Twenty years later, on Oct. 28, 2012, Dr. Savita Halappanavar, a 31-year-old dentist, and member of the Indian community, died of septicemia after the three-day miscarriage of a nonviable fetus in University Hospital Galway. She had repeatedly requested, and been denied, an abortion. Her needless, excruciating death became global news.

Outrage grew in Ireland against the inhumane abortion ban. Organizing against it intensified with mass protests around the country.  Thousands marched in Dublin and other Irish cities, and in London, following Halappanavar’s death.

In recent years, as more women have joined the workforce, the women’s movement — and pro-choice sentiment — have grown. Irish emigrants have brought back news of progressive reproductive rights laws abroad. Women have publicly told their heart-breaking abortion stories and related their horrifying experiences about being denied critical medical care while pregnant. International human rights groups and women’s organizations have increasingly pressured the Irish government to overturn the law. These factors have elevated consciousness and increased reproductive rights activism inside the country.

Revolt against church and state

The landslide victory by the Irish people was the latest revolt against the Catholic Church’s conservative, patriarchal dogma. The exposés of priests’ sexual and other physical abuse of children and the Magdalene laundries’ exploitation of women and forcible adoption, often involving the sale, of their babies, had weakened the Church’s influence over the population.

Susan McKay, a writer in Ireland, said the church tried to influence this vote, but “the church does not have the moral authority it did in ’83 … [with] revelations of child abuse and cruelty toward pregnant women — scandals the church did its best to cover up.” (nytimes.com, May 5)  Activist Bernie Linnane told McKay the anti-choice forces have “lost on divorce, gay marriage, contraception and sex education. Once the Catholic church loses on this campaign, it has lost everything.”

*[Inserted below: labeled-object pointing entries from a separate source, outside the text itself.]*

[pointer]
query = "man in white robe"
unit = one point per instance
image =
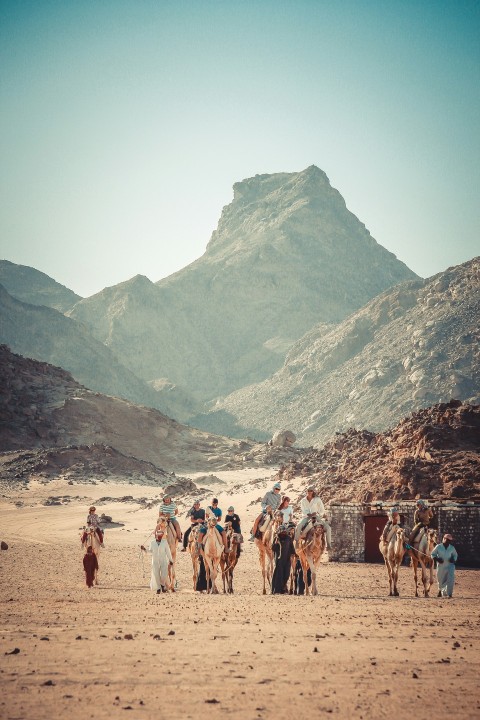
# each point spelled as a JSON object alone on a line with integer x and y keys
{"x": 313, "y": 509}
{"x": 446, "y": 557}
{"x": 161, "y": 560}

Cat Inglis, activist with Eirigi, a pro-socialist organization in Ireland, champions the right to abortion there and in the northern six counties. She explained: “Since the inception of the state the church has had a firm grip on every aspect of Irish life,” but it has lost many battles. “Revelations concerning the church[’s abuses] in the last 20 years” have changed public perception of the church. (RedLine, May 22)

And Gail McElroy, politics professor at Trinity College Dublin, stressed, “This [vote] is devastating to the Roman Catholic hierarchy.  It is the final nail in the coffin for them. … [T]heir hopes of re-establishing themselves are gone.” (NY Times, May 26)

Clearly, there has been a progressive shift within Ireland’s population on many social issues due to economic and social changes and the Church’s waning influence.  The Repeal vote demonstrates that most people support women’s right to make decisions about their lives, instead of being dictated to by the Church or the state.

A May 23 Irish Times editorial said the “Yes” vote would reject the “worldview that relegates a woman’s bodily autonomy below the right of the State to tell her it knows best.” The referendum’s mass approval shows society’s growing respect for women, and it is a step forward for women’s equality — not just in Ireland, but the victory will resonate around the world.

Una Mullaly, pro-choice campaigner, views the vote as not solely about abortion, but concerns the historical oppression of women — which was rejected at the ballot box.      

The struggle will continue to prevent a right-wing rollback of what was won and to legalize abortion in the British-controlled north of Ireland, where women are demanding this right. In solidarity with “our comrades” there who “supported us unwaveringly,” Abortion Rights Campaign organizer Kavanaugh pledged to “support them in their separate but similar fight to gain abortion access.”